2023-11-15 Thread cvs-commit at gcc dot gnu.org via Gcc-bugs
https://gcc.gnu.org/bugzilla/show_bug.cgi?id=112282

--- Comment #15 from CVS Commits  ---
The master branch has been updated by Richard Biener :

https://gcc.gnu.org/g:5cb8610d3a8f8849a4bb6a0f81a2934484d6a15a

commit r14-5493-g5cb8610d3a8f8849a4bb6a0f81a2934484d6a15a
Author: Richard Biener 
Date:   Wed Nov 15 12:24:46 2023 +0100

tree-optimization/112282 - wrong-code with ifcvt hoisting

The following avoids hoisting of invariants from conditionally
executed parts of an if-converted loop.  That now makes a difference
since we perform bitfield lowering even when we do not actually
if-convert the loop.  if-conversion deals with resetting flow-sensitive
info when necessary already.

PR tree-optimization/112282
* tree-if-conv.cc (ifcvt_hoist_invariants): Only hoist from
the loop header.

* gcc.dg/torture/pr112282.c: New testcase.

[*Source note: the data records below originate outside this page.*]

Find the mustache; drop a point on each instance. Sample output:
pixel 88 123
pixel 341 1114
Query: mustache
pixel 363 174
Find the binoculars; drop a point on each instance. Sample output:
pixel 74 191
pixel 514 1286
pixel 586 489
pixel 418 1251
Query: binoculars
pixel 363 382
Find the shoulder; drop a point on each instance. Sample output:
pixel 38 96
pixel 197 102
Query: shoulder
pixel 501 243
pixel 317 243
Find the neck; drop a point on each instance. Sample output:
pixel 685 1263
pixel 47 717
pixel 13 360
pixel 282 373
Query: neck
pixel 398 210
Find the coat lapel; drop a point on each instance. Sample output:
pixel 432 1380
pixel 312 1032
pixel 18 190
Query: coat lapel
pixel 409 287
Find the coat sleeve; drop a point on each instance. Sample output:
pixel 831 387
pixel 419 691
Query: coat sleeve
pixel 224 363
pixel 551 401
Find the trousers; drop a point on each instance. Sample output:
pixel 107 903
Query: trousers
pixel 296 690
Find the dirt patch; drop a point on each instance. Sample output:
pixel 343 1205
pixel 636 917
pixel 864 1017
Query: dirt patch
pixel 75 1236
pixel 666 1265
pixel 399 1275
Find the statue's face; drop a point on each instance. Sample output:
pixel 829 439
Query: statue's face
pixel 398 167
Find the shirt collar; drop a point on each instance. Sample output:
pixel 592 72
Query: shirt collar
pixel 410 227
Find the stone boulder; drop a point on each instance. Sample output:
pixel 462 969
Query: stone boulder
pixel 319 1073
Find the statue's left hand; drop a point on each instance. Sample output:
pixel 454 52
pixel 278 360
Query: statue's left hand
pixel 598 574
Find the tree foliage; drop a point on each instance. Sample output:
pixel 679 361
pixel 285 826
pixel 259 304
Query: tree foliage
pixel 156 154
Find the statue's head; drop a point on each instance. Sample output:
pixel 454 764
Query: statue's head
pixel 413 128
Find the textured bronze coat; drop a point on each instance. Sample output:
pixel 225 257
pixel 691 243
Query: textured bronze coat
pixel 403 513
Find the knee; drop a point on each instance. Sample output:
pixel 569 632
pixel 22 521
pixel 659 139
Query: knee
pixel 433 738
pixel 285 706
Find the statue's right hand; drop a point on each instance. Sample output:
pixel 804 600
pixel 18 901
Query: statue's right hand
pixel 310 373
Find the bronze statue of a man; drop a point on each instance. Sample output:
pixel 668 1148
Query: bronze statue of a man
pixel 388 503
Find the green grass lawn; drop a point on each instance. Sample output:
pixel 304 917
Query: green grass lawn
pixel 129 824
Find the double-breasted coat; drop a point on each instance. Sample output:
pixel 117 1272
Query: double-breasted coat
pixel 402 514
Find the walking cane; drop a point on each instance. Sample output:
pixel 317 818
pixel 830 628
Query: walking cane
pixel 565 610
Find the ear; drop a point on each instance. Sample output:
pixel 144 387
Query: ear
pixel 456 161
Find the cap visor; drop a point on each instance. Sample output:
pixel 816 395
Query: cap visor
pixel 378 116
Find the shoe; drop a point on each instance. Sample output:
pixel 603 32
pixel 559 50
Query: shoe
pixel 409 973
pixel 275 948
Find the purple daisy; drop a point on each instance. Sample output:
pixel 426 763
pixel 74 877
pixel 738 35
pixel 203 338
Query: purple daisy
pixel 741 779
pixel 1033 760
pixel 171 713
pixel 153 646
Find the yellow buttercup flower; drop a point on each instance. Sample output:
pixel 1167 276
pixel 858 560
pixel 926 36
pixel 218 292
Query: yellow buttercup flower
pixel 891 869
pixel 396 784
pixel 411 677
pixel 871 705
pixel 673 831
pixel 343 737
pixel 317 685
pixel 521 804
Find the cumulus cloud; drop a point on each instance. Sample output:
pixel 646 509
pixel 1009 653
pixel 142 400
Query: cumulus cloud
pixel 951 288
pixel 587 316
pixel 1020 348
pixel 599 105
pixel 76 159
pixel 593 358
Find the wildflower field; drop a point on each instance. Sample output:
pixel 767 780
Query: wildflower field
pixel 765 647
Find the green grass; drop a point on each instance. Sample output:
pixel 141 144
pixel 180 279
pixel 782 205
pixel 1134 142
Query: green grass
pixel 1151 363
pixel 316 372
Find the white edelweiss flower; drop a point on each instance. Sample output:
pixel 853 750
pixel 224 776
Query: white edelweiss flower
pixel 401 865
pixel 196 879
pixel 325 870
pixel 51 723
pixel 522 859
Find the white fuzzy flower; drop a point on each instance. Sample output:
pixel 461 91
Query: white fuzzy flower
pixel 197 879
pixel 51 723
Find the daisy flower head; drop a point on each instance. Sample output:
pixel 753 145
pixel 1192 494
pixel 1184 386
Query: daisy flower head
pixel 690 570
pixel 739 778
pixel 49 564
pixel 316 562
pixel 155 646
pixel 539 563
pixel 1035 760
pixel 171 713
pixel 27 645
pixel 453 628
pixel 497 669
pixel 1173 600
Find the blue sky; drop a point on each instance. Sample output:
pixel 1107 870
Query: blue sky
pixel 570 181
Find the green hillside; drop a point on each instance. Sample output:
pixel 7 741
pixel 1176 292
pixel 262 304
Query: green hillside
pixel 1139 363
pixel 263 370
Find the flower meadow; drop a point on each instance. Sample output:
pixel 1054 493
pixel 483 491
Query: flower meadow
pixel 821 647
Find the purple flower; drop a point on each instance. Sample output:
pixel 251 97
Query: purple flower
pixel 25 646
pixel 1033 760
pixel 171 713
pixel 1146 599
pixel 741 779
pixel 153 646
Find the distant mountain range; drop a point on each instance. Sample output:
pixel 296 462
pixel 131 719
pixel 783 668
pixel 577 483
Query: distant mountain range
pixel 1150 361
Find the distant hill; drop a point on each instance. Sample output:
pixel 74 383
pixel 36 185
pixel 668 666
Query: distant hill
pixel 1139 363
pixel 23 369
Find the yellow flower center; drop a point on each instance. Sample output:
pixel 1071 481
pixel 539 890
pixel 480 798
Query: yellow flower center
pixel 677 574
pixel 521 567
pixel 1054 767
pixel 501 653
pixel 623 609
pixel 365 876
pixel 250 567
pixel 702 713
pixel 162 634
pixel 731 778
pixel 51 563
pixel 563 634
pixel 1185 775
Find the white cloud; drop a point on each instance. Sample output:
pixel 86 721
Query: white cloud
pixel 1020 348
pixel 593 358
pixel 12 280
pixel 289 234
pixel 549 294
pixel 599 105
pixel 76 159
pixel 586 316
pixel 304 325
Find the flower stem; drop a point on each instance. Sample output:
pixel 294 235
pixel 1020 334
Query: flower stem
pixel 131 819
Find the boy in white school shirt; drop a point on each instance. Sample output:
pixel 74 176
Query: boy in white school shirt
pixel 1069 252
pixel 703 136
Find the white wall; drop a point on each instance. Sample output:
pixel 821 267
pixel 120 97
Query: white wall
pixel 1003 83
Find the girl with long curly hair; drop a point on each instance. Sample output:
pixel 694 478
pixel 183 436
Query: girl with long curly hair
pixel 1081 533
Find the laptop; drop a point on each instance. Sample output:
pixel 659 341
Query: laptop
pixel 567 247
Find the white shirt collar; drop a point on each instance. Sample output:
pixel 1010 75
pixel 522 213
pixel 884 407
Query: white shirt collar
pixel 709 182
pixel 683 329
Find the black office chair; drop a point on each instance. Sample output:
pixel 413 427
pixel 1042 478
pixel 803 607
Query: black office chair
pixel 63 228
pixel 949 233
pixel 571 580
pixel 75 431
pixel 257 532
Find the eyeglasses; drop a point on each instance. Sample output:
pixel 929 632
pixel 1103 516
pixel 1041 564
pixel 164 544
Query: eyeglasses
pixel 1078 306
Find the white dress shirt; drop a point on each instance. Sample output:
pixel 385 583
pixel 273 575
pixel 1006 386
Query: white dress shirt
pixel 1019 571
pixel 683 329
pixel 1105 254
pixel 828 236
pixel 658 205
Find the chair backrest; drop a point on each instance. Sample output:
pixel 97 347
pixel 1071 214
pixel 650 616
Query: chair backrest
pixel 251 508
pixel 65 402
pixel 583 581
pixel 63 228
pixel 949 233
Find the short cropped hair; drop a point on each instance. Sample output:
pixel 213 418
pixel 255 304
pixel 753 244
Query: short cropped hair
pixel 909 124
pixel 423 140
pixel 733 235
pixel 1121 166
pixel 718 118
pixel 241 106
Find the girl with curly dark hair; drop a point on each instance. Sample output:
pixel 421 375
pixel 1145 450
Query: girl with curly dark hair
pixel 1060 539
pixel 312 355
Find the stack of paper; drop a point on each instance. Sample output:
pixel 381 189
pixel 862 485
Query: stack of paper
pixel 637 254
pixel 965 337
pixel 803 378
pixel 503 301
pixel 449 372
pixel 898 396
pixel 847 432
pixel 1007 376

[Bug tree-optimization/112282] [14 Regression] wrong code (generated code hangs) at -O3 on x86_64-linux-gnu since r14-4777-g88c27070c25309

2023-11-15 Thread rguenth at gcc dot gnu.org via Gcc-bugs
https://gcc.gnu.org/bugzilla/show_bug.cgi?id=112282

Richard Biener  changed:

   What|Removed |Added

 Status|ASSIGNED|RESOLVED
 Resolution|--- |FIXED

--- Comment #16 from Richard Biener  ---
Fixed.

[Bug tree-optimization/112282] [14 Regression] wrong code (generated code hangs) at -O3 on x86_64-linux-gnu since r14-4777-g88c27070c25309

2023-11-15 Thread cvs-commit at gcc dot gnu.org via Gcc-bugs
https://gcc.gnu.org/bugzilla/show_bug.cgi?id=112282

--- Comment #17 from CVS Commits  ---
The master branch has been updated by Richard Biener :

https://gcc.gnu.org/g:31bf21c78029434b7515a94477ce3565bff0743f

commit r14-5517-g31bf21c78029434b7515a94477ce3565bff0743f
Author: Richard Biener 
Date:   Thu Nov 16 08:03:55 2023 +0100

tree-optimization/112282 - fix testcase

Avoid requiring a glibc specific symbol.

PR tree-optimization/112282
* gcc.dg/torture/pr112282.c: Do not use __assert_fail.